Topics include new or improved analytical and preparative methods, sample preparation, development of theory, and innovative applications of electrophoretic and liquid phase separations methods in the study of nucleic acids, proteins, carbohydrates natural products, pharmaceuticals, food analysis, environmental species and other compounds of importance to the life sciences.
Papers in the areas of microfluidics and proteomics, which are not limited to electrophoresis-based methods, will also be accepted for publication. Contributions focused on hyphenated and omics techniques are also of interest. Proteomics is within the scope, if related to its fundamentals and new technical approaches.

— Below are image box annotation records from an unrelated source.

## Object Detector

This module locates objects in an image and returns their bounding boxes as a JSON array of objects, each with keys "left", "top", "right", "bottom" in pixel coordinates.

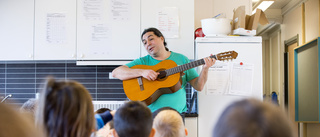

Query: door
[{"left": 285, "top": 38, "right": 298, "bottom": 135}]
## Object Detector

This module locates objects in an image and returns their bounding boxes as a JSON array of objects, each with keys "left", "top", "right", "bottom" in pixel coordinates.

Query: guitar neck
[{"left": 165, "top": 55, "right": 217, "bottom": 76}]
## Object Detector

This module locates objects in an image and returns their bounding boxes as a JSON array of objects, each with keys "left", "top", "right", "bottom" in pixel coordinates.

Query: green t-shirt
[{"left": 126, "top": 51, "right": 199, "bottom": 113}]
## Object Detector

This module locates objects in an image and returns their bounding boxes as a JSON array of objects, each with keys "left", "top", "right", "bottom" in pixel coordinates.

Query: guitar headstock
[{"left": 216, "top": 51, "right": 238, "bottom": 61}]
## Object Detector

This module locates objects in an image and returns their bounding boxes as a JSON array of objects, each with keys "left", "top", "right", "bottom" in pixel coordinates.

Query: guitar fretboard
[{"left": 165, "top": 55, "right": 217, "bottom": 76}]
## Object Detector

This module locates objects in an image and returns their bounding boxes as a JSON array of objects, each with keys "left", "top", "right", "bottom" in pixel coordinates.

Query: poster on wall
[{"left": 157, "top": 7, "right": 179, "bottom": 38}]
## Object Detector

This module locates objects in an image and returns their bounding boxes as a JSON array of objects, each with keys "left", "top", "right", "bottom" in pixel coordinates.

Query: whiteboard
[
  {"left": 141, "top": 0, "right": 194, "bottom": 59},
  {"left": 196, "top": 36, "right": 263, "bottom": 137},
  {"left": 77, "top": 0, "right": 140, "bottom": 60},
  {"left": 0, "top": 0, "right": 34, "bottom": 60},
  {"left": 34, "top": 0, "right": 77, "bottom": 60}
]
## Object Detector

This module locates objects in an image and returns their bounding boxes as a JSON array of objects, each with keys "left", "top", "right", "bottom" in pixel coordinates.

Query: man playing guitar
[{"left": 112, "top": 28, "right": 216, "bottom": 113}]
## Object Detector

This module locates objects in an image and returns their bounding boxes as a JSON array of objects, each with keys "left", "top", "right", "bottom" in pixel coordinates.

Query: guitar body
[{"left": 123, "top": 60, "right": 181, "bottom": 105}]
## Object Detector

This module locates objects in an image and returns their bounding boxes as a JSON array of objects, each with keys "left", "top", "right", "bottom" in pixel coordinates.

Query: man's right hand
[{"left": 141, "top": 69, "right": 159, "bottom": 81}]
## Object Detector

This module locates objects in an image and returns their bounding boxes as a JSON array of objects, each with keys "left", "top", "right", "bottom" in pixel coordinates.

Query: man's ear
[
  {"left": 149, "top": 128, "right": 156, "bottom": 137},
  {"left": 112, "top": 129, "right": 119, "bottom": 137},
  {"left": 184, "top": 128, "right": 188, "bottom": 136}
]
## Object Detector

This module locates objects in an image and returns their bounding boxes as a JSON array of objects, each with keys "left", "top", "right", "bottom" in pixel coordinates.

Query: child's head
[{"left": 37, "top": 78, "right": 95, "bottom": 137}]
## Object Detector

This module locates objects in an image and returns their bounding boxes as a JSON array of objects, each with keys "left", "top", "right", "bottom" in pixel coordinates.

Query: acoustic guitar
[{"left": 123, "top": 51, "right": 238, "bottom": 105}]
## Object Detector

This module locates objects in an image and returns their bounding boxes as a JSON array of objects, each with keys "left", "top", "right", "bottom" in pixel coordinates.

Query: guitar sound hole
[{"left": 157, "top": 69, "right": 167, "bottom": 81}]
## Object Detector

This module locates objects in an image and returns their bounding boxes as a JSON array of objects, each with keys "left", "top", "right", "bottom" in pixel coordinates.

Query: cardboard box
[{"left": 232, "top": 6, "right": 269, "bottom": 35}]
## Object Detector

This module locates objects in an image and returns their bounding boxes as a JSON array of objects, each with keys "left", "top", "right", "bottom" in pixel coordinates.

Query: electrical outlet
[{"left": 109, "top": 72, "right": 117, "bottom": 79}]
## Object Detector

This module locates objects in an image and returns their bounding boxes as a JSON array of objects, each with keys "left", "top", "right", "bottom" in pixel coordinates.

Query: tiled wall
[{"left": 0, "top": 61, "right": 197, "bottom": 112}]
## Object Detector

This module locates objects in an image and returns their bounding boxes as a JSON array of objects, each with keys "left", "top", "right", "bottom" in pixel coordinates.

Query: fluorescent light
[{"left": 252, "top": 0, "right": 274, "bottom": 14}]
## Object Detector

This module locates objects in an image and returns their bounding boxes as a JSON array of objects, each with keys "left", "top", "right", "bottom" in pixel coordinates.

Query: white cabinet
[
  {"left": 77, "top": 0, "right": 140, "bottom": 60},
  {"left": 34, "top": 0, "right": 77, "bottom": 60},
  {"left": 0, "top": 0, "right": 34, "bottom": 60}
]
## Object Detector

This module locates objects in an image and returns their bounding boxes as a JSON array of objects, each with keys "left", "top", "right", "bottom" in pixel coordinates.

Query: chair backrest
[{"left": 194, "top": 28, "right": 205, "bottom": 39}]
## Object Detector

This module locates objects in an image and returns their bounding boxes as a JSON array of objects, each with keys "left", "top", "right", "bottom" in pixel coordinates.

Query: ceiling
[{"left": 252, "top": 0, "right": 291, "bottom": 9}]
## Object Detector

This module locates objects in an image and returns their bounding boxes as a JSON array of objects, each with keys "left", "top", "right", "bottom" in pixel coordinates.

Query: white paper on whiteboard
[
  {"left": 206, "top": 61, "right": 230, "bottom": 95},
  {"left": 46, "top": 13, "right": 67, "bottom": 44},
  {"left": 157, "top": 7, "right": 179, "bottom": 38},
  {"left": 229, "top": 63, "right": 254, "bottom": 96}
]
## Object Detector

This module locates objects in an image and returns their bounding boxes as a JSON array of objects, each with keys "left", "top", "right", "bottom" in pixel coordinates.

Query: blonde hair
[
  {"left": 0, "top": 103, "right": 43, "bottom": 137},
  {"left": 213, "top": 99, "right": 294, "bottom": 137},
  {"left": 153, "top": 109, "right": 185, "bottom": 137},
  {"left": 37, "top": 78, "right": 95, "bottom": 137}
]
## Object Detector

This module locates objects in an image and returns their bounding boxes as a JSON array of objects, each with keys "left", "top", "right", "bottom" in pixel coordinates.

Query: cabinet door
[
  {"left": 0, "top": 0, "right": 34, "bottom": 60},
  {"left": 77, "top": 0, "right": 140, "bottom": 60},
  {"left": 34, "top": 0, "right": 76, "bottom": 60}
]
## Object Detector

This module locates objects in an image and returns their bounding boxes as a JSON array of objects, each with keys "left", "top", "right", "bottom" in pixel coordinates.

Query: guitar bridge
[{"left": 137, "top": 77, "right": 144, "bottom": 91}]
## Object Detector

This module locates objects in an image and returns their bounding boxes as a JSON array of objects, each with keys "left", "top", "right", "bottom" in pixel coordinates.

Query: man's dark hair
[
  {"left": 113, "top": 101, "right": 152, "bottom": 137},
  {"left": 141, "top": 28, "right": 169, "bottom": 51}
]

Proteomics applications are only considered in particular cases.
Papers describing the application of standard electrophoretic methods will not be considered.
Papers on nanoanalysis intended for publication in ELECTROPHORESIS should focus on one or more of the following topics:
• Nanoscale electrokinetics and phenomena related to electric double layer and/or confinement in nano-sized geometry
• Single cell and subcellular analysis
• Nanosensors and ultrasensitive detection aspects (e.g., involving quantum dots, "nanoelectrodes" or nanospray MS)
• Nanoscale/nanopore DNA sequencing (next generation sequencing)
• Micro- and nanoscale sample preparation
• Nanoparticles and cells analyses by dielectrophoresis
• Separation-based analysis using nanoparticles, nanotubes and nanowires.